The center already has research efforts under way in China, where a team is developing a national network of health data parks to improve rural care delivery.
The new facility will also award annual pilot grants of up to $150,000 to Duke faculty so they can explore new ideas for collaborative projects.
In addition, the center will hold a yearly symposium to highlight significant findings to further build a global community of researchers. Leaders plan to sponsor global internships and exchanges for Duke students, as well as business plan and pitch competitions.
“Big data and precision medicine have the potential to vastly improve human health, and Duke has a special role to play with its unique combination of strengths in data science and machine learning, biomedical engineering and medicine—our faculty are world leaders in each of these areas,” said Larry Carin, Vice Provost for Research at Duke.
“Through new partnerships in China and around the world, we hope to address pressing medical issues in emerging markets and reduce disparities to improve global health.”
Duke University expects that the new Woo Center will add to its existing research efforts and will help foster the study of healthcare big data analytics
“Duke is already at the forefront of bringing big data and precision medicine into clinical practice,” said Xiling Shen, the Hawkins Family Associate Professor of Biomedical Engineering, and director of the new center.
“We’re excited about the opportunities this new center will open for our faculty and students to build productive new collaborations with clinicians and biotech companies to make an impact for patients.”
Other organizations have established similar facilities to improve care delivery.

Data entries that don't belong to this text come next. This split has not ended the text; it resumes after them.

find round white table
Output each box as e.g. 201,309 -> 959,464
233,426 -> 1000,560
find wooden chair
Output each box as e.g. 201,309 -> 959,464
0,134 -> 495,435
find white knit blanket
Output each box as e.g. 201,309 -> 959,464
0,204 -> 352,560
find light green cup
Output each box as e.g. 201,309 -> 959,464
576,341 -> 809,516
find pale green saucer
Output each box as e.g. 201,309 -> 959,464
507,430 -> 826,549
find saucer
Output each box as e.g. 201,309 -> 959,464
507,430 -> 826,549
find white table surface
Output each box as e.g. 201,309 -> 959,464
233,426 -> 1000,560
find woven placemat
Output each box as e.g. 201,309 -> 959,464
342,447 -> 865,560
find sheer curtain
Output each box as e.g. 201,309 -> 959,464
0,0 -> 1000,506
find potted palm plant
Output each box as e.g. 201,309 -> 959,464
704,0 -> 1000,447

In September 2018, the New Jersey Hospital Association launched a big data analytics center to identify and address gaps in care. Researchers plan to use predictive modeling and other analytics strategies to extract meaningful insights from big data.
“So many of the problems we see in healthcare today – racial and ethnic disparities, access to care barriers, variations in use of healthcare services, variables in access and funding of prevention and wellness – require a deeper dive intowhy,” said NJHA President and CEO Cathy Bennett.
“One of the ways we get closer to answering that question is to have solid data that shows us the root causes of these problems. We can then support design of solutions that address the foundation of the problem, rather than the symptoms.”
The University of California, Irvine (UCI), also recently launched an artificial intelligence center to help researchers develop deep learning tools and apply them to big data. The new center will allow researchers and faculty to collaborate and translate AI-based concepts into clinical tools that will improve patient health.
Additionally, Dell Medical School at the University of Texas at Austin has established a big data analytics center, called the Biomedical Data Science Hub. The facility will use big data analytics to enhance population health research, showing how both clinical and non-clinical factors affect health outcomes.
“To increase the pace of innovation in health, high-quality data needs to be ubiquitous and analysis much richer, and that’s what we’re trying to achieve with the data hub,” said Clay Johnston, MD, PhD, Dean of the Medical School.
“UT already has so much strength in this area, and now it’s about directing that toward the key questions in health including addressing health inequities in our community.”